“SMAP dan SIKENCUR bukan sekadar perangkat formal, tetapi fondasi untuk menciptakan sistem kerja yang sehat agar setiap proses birokrasi berlangsung secara transparan dan dapat dipertanggungjawabkan,” katanya.
Atas keberhasilan implementasi tersebut, Yassierli menyampaikan apresiasi kepada seluruh pihak yang terlibat dalam proses sertifikasi. Meski demikian, ia menekankan bahwa nilai utama dari pencapaian itu bukan hanya terletak pada sertifikat yang diperoleh, melai nkan perubahan pola pikir dan budaya kerja yang dihasilkan.

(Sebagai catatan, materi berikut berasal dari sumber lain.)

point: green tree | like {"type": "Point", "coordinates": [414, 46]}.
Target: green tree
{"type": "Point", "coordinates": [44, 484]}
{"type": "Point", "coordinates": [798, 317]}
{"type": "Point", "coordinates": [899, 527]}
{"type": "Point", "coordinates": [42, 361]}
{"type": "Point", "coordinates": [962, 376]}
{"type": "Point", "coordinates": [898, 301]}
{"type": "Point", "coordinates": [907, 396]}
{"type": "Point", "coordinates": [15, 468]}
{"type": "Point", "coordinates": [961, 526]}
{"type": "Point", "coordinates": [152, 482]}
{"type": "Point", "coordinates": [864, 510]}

“Yang jauh lebih penting dari sertifikasi adalah perubahan cara berpikir dan budaya kerja yang tercipta. Sistem integritas yang kuat pada akhirnya juga menjadi perlindungan bagi pegawai yang bekerja secara benar,” tegasnya.
Ke depan, Kemnaker akan memperluas penerapan praktik baik SMAP dan SIKENCUR secara bertahap ke berbagai satuan kerja melalui pendekatan yang terukur. Pengalaman selama proses implementasi juga akan didokumentasikan sebagai bahan pembelajaran untuk memperkuat sistem pengawasan yang lebih efektif dan terintegrasi.
“Seluruh pengalaman dan pembelajaran selama proses ini perlu didokumentasikan dengan baik agar dapat menjadi referensi dalam memperkuat sistem pengawasan yang lebih optimal,” ujar Yassierli.